# Vaporesso Skrr coil flavour tip



## Q9550

Hi All,

So i started off on a smok alien with the big baby beast and then quickly bought myself a luxe mod with the skrr tank. I really enjoy the luxe and am really loving the QF Mesh coils, however i found the flavour to be a bit muted with these coils. I still had a few of the smok coils so i decided to try something... The QF mesh coil had a bullet type 510 connection pin which directed airflow to the sides onto the mesh so i removed the bullet 510 pin and replaced it with the smok 510 pin which does not have the bullet style. All i can say is that i was super impressed at how much more flavour comes through now from the coil and the coil still does not leak 

Also just a side note, the Smok Baby T8 coils do fit the Skrr tank. It works but the flavour isn't the best...

Reactions: Like 1 | Informative 1


----------



## Arthster

I wonder if there is a smok rba's that will fit the SKRR, though glass might be a bigger issue. I love that tank but I do prefer RBAs

Reactions: Like 1


----------



## Slick

Q9550 said:


> Hi All,
> 
> So i started off on a smok alien with the big baby beast and then quickly bought myself a luxe mod with the skrr tank. I really enjoy the luxe and am really loving the QF Mesh coils, however i found the flavour to be a bit muted with these coils. I still had a few of the smok coils so i decided to try something... The QF mesh coil had a bullet type 510 connection pin which directed airflow to the sides onto the mesh so i removed the bullet 510 pin and replaced it with the smok 510 pin which does not have the bullet style.
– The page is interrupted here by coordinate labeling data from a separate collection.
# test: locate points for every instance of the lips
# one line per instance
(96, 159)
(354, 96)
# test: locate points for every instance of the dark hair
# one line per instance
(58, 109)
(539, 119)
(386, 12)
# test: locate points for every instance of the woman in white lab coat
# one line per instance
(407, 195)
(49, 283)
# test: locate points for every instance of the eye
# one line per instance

All i can say is that i was super impressed at how much more flavour comes through now from the coil and the coil still does not leak
> 
> Also just a side note, the Smok Baby T8 coils do fit the Skrr tank. It works but the flavour isn't the best...


Thanks for the tip,I use the Vaporesso ccell 2 coils in my Skrr tank,nothing beats that flavour


----------



## Intuthu Kagesi

Arthster said:


> I wonder if there is a smok rba's that will fit the SKRR, though glass might be a bigger issue. I love that tank but I do prefer RBAs



I realise this is a year after your post , however thought I'd take a chance that you may have come right in your quest? 

I share your preference of RBA's, and have subsequently bought a SMOK RBA for my SKRR-S tank, to which I'm now in search of 24 to 24.5mm glass, else I'll be turning a 2.6mm ally sleeve to take up the slack.


----------